When the weight of debt gets too much, there are ways to clear the debt constructively. The key choice is either Chapter 13 bankruptcy or debt settlement. Understanding both is essential before choosing one.
There was a time when failure to repay debts meant creditors could take their debtor to court, and seize what assets they had left, leaving them bankruptcy. Today, debtors can choose how to rid themselves of insurmountable debts. But whether Chapter 13 bankruptcy or debt settlement is the best option depends on the situation.
There is no doubt that the pressure created by mounting debts can be crippling, and at a certain stage something is going to break. For all debtors, the issue is how to manage removing debts they simply cannot pay in full. In some cases, choosing Chapter 13 seems the right move, but the consequences can severe.
The alternative is to agree a debt settlement program with creditors, so that some of the debt is paid. But this can be costly in the long run and is never final until the last payment is made. So which is the best choice? Understanding each option is the key.
Understanding Debt Settlement
There is an idea that, whether opting for Chapter 13 bankruptcy or debt settlement, clearing debts without repaying them in full is a cheap way out. In fact, a settlement ensures both sides of the table gain and lose something.
Settling debts involves some tough negotiations in order to reach an agreement with a creditor to pay a certain percentage of an existing debt. It might be 65% of the debt, which is a welcome reduction, but with a very good negotiator, it could fall to 30%. This is quite different to choosing Chapter 13, which might see 100% written off without payment.
However, while a debt settlement program does require some money to be paid, the key advantage is that credit is only affected for 2 years by this measure, whereas Chapter 13 rulings stick to a credit report for a decade.
Understanding Chapter 13 Bankruptcy
Bankruptcy is often seen as the only way to escape crippling debts, if they cannot be repaid in full. But the ability to opt for Chapter 13 bankruptcy or debt settlement means the strict consequences do not have to be faced. Still, Chapter 13 of the Bankruptcy Code offers its share of positives as well as negatives.
This specific type of bankruptcy case is fast becoming a preference replacing Chapter 7. This is because Chapter 7 was like a surrender, claiming an inability to pay anything and having the stigma remain for decades. Choosing Chapter 13 means a more cooperative approach is taken.
The Chapter provides a means test to calculate what percentage of the debt can be repaid. Perhaps 100% of the debt is written off, but more often than not, 40% or 50% is. So, some money is repaid. It mirrors a debt settlement program, but the credit report still carries the reference to bankruptcy.

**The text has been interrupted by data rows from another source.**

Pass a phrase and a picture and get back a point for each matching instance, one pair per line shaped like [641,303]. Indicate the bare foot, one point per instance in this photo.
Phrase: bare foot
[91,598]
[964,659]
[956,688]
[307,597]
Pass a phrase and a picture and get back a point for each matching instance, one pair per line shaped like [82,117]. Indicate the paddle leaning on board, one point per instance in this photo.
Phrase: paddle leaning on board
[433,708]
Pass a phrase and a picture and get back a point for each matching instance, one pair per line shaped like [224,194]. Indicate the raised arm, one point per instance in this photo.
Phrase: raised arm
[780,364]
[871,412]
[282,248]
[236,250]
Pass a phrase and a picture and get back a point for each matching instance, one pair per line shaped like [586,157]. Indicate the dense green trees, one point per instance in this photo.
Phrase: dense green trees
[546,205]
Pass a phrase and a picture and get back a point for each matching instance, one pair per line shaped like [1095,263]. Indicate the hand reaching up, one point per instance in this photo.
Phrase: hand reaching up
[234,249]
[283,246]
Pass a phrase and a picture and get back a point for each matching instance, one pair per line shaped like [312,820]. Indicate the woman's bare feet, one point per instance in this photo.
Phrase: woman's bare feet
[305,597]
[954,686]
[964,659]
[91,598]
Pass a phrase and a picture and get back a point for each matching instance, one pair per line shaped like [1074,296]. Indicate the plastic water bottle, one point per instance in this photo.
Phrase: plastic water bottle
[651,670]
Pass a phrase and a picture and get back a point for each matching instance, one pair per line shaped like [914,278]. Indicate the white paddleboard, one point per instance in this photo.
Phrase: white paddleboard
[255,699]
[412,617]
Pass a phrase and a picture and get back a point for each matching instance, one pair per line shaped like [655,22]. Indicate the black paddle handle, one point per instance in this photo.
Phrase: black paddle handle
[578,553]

Identifying The Best Option
So, when considering whether Chapter 13 bankruptcy or debt settlement is the best option, how can a decision be reached? The key to that is the specific factors in your own situation, and applying the terms of both to them. This way the best outcome can be identified fairly quickly.
Bear in mind that individuals have to apply for bankruptcy, and not everyone is successful. The first step is to compare your income over the previous 6 months with the average income in your state. If it is lower, success is probable. Also, remember that choosing Chapter 13 involves a means test, so your claim to have 100% debt written may not be upheld.
The debt settlement program, in contrast, does not take place in a courtroom, and so there is no legal bind to what terms are agreed. Hiring a professional debt settlement negotiator is necessary to seal the best deal, but despite the cost, it is worth considering to maintain debt credibility.